Esse foi um dos principais motivos que, desde o ano passado, levaram à queima de caixa no acerto de contas na CCEE (Câmara Comercializadora de Energia Elétrica), onde esses contratos são realizados.
A paranaense Tradener foi uma das que recorreu à renegociação de dívidas por via judicial. No pedido, protocolado na Justiça de Curitiba (PR), ela informou ter desembolsado R$ 47 milhões por dia na CCEE devido às deformações setoriais.

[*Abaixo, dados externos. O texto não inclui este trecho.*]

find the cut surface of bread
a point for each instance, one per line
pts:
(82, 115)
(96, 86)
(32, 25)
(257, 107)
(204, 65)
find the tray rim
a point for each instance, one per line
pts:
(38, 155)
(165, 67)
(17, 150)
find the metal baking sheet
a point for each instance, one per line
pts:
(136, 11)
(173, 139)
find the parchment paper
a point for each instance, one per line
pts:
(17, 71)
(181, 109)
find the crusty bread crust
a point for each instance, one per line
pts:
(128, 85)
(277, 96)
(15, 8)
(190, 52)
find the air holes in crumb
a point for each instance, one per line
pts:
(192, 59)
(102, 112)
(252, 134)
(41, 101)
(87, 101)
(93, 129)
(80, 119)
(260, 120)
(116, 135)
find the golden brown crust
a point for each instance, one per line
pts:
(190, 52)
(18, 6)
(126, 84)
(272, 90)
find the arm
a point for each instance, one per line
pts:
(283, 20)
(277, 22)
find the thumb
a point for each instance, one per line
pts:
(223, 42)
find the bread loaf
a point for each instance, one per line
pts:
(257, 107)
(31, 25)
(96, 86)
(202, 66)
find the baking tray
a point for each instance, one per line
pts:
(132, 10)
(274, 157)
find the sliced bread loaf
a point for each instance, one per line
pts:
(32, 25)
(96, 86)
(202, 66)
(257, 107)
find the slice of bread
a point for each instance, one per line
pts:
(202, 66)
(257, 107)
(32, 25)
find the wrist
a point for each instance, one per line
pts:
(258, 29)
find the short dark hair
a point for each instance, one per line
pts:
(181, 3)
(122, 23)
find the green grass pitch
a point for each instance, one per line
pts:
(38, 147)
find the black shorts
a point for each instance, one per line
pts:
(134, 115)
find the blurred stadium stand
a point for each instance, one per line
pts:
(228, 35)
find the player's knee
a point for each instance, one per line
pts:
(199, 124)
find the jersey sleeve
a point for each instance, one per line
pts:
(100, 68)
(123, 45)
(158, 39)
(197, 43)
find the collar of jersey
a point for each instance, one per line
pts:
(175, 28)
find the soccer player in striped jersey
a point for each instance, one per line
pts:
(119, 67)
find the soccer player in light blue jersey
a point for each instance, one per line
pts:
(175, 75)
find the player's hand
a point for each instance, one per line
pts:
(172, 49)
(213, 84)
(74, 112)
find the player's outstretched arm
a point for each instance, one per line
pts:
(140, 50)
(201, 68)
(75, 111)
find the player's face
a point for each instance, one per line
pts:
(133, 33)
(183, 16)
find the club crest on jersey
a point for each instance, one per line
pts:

As demais são IBS Energy, 2WEcobank, Grupo Gold e Eletron Energia. A Electra ainda busca uma renegociação extrajudicial.
Até 2021, o acerto entre a compra de energia (lastro) e as entregas (vendas) era feito mensalmente e eventuais diferenças diárias eram amortizadas ao longo desse período. Ou seja, no mês, havia equilíbrio entre entradas e saídas.
Desde então, houve uma mudança e essa liquidação passou a ser feita hora a hora pelo chamado PLD (Preço de Liquidação das Diferenças) —definido pela CCCE para cada um dos quatro mercados do SIN: Norte, Nordeste, Sudeste/Centro Oeste e Sul. Sua vigência é sempre para o dia seguinte.
Assim, caso haja sobra de energia, a comercializadora recebe por essa diferença a mais. Se faltar, ela precisa efetuar o pagamento.
Segundo a Tradener, esse mecanismo não gerou impactos econômicos relevantes até 2024. As sobras e faltas de energia ao longo das horas do dia tendiam a se compensar financeiramente, ainda que não coincidissem perfeitamente.
Esse cenário, no entanto, alterou-se de forma significativa a partir de janeiro de 2025, em função de diversas mudanças regulatórias.
Sobreoferta
Os incentivos à geração por usinas solares fizeram explodir a oferta em horários de baixa demanda —com preços mais baixos.
Diante da sobreoferta, o ONS (Operador Nacional do Sistema) passou a determinar o desligamento de hidrelétricas —o chamado curtailment.
Essas usinas ficaram desativadas durante o dia, até que as fontes intermitentes parassem de produzir, já no início da noite.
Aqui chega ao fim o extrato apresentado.